A. The City is anticipating economic growth and is making steps to prepare for this growth.  We have a new hospital nearing completion, a larger fire hall under construction and plans to expand the city boundaries to accommodate an increased population.  Meanwhile we also need to maintain and improve existing services.

Carol Kube

A. Make a comprehensive plans for infrastructure and invite all stakeholders to the table to come up with ideas and implementation of such plans. Inviting stakeholders to the table gives them a vested interest in the procedure and outcome.  Lobby Government for affordable housing that meets the Bank of Canada’s 30% of disposable income criteria. By allowing people to take jobs that they are qualified to take we reduce the social costs of Income Assistance, EI and Disability. Lobbying large box stores to move to our area and lobbying the Provincial Government for specialized services at the new hospital (MRI Machine). Give tax breaks to construction projects instead of taxing them extra.

Dan Davies

A. Expected growth in our community is real! We already have a severe infrastructure deficit and a plan must be put in place to deal with it. Moving forward with subdivisions, working with businesses and planning ahead are important. We must encourage new businesses and work to expand current businesses to provide the residence with variety and capitalizing on more local shopping opportunities. We need to really look at how our airport is moving forward and explore options to capture the market and ensure that our airport remains a strong part of our community. We must ensure that all levels of government are at the table so the aforementioned issues and social issues can be mitigated and dealt with.

Brandon Joice

A. The city should pace itself, and keep its older districts on the same level of quality as new developments are brought into the fold. Through this we are able to create a strong core for our community by taking proactive action, meeting needs of the community before they arise and permitting our city to grow at a stable, uninterrupted rate.
 
Tamara Wilkinson

A. Although there are many factors in the forefront that lead us to make an educated guess as to the potential growth of our area, we need to be as cautious as possible, and count any revenue above this mark as a windfall. Site C may become a reality, which as contentious as it is, would lead to huge growth. On the other hand, if defeated, those banking on it will be caught unaware. The growth of the unconventional gas production has lead to an economic upswing already, but may end just as quickly as the rise due to the fraccing controversy.

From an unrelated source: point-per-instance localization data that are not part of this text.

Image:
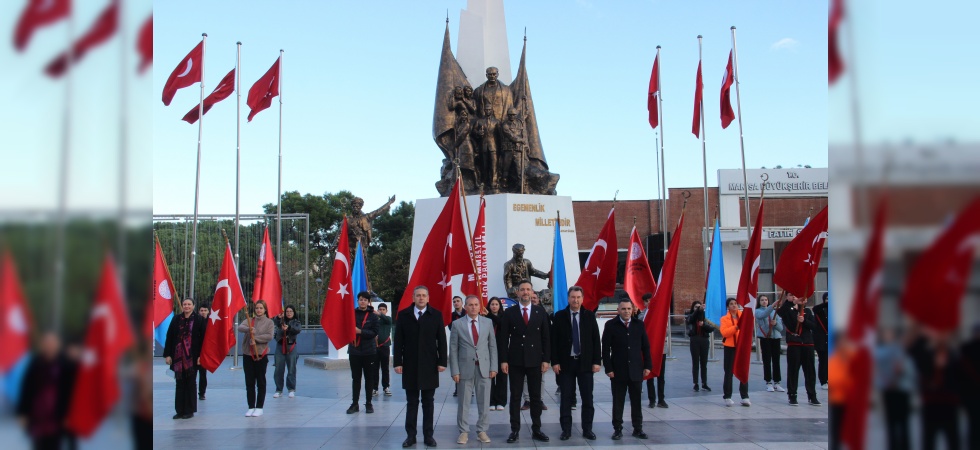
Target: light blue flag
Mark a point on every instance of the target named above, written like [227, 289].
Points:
[359, 277]
[160, 332]
[714, 299]
[559, 280]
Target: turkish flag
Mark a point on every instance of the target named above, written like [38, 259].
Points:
[261, 93]
[38, 14]
[223, 90]
[748, 289]
[102, 29]
[639, 278]
[15, 317]
[800, 259]
[268, 285]
[469, 285]
[652, 93]
[835, 62]
[164, 295]
[934, 290]
[337, 318]
[698, 95]
[727, 114]
[598, 277]
[655, 320]
[144, 44]
[185, 74]
[861, 331]
[109, 335]
[228, 300]
[443, 255]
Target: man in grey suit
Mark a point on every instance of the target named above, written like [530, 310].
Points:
[472, 363]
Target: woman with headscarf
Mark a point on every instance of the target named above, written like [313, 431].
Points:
[182, 352]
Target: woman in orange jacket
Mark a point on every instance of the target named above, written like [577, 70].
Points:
[729, 334]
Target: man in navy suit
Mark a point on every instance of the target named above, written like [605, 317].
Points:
[626, 356]
[575, 357]
[525, 351]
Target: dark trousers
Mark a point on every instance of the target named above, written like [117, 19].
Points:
[579, 372]
[498, 389]
[796, 356]
[517, 374]
[255, 380]
[699, 358]
[651, 394]
[743, 388]
[362, 365]
[381, 362]
[185, 398]
[821, 350]
[937, 420]
[619, 389]
[897, 410]
[412, 413]
[770, 359]
[202, 381]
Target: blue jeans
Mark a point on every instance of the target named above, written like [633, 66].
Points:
[282, 361]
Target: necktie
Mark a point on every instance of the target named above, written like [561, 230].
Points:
[576, 346]
[476, 335]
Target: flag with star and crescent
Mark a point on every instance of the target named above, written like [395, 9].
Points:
[337, 319]
[228, 300]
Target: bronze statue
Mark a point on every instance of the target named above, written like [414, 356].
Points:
[360, 223]
[507, 156]
[518, 269]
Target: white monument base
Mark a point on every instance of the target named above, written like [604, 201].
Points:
[510, 219]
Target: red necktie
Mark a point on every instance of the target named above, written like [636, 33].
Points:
[476, 336]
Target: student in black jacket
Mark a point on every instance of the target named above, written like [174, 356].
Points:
[575, 357]
[626, 357]
[799, 323]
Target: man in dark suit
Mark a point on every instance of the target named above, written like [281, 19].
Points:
[420, 354]
[525, 349]
[575, 357]
[626, 356]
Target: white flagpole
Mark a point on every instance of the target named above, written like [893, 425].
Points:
[197, 180]
[279, 188]
[663, 171]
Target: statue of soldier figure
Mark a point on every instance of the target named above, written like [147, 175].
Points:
[496, 151]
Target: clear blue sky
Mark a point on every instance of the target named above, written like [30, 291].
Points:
[359, 87]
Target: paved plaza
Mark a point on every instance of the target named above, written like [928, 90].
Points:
[316, 417]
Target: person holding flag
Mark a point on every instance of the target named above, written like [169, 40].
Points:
[185, 336]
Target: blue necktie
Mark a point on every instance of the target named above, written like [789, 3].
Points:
[576, 346]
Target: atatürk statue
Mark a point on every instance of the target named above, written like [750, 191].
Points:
[518, 269]
[360, 223]
[490, 132]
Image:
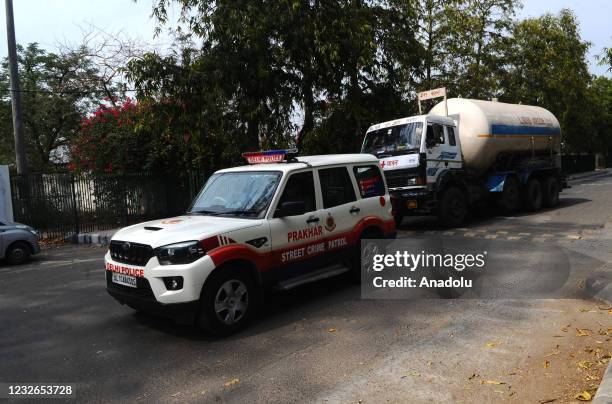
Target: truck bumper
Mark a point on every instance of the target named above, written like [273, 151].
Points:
[143, 299]
[412, 202]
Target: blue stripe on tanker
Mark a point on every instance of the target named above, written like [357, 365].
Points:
[524, 130]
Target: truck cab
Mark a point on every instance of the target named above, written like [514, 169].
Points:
[279, 222]
[413, 152]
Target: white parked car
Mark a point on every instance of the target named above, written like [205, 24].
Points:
[280, 221]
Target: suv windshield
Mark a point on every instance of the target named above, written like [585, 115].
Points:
[394, 140]
[243, 194]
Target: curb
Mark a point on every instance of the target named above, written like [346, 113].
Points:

In addition to this, we need to research the areas of growth, and stand firmly behind the support of those involved in generating the revenue.

Gord Klassen

A. We must have a Clear Community Plan, definitively outlining the vision, goals, and priorities for the future. We should carefully direct where and how proposed development will fit in with our community priorities and plan and overall picture of what we want our community to look like in the future. City and country must continue to reside next to each other and be considerate of each other as good neighbours. Infrastructure should not only be maintained, but strengthened and expanded to facilitate future growth. Keep taxes fair, plan carefully, and spend wisely.  Create an economy and an environment that is sustainable for years to come. Provide adequate health care to our residents and offer the social services that people require to live healthy and well. Emergency services must be maintained and adequately supported for the sake of our safety and protection.

Larry Evans

A. This is addressed in the Official Community plan. The city has charted the expected growth and what comes with it. Services are identified  and these include everything from water and sewer, Streetlights, police costing and the list goes on. The city knows they have to budget for these so I think the City is on the right path for the economic growth I fully expect to see.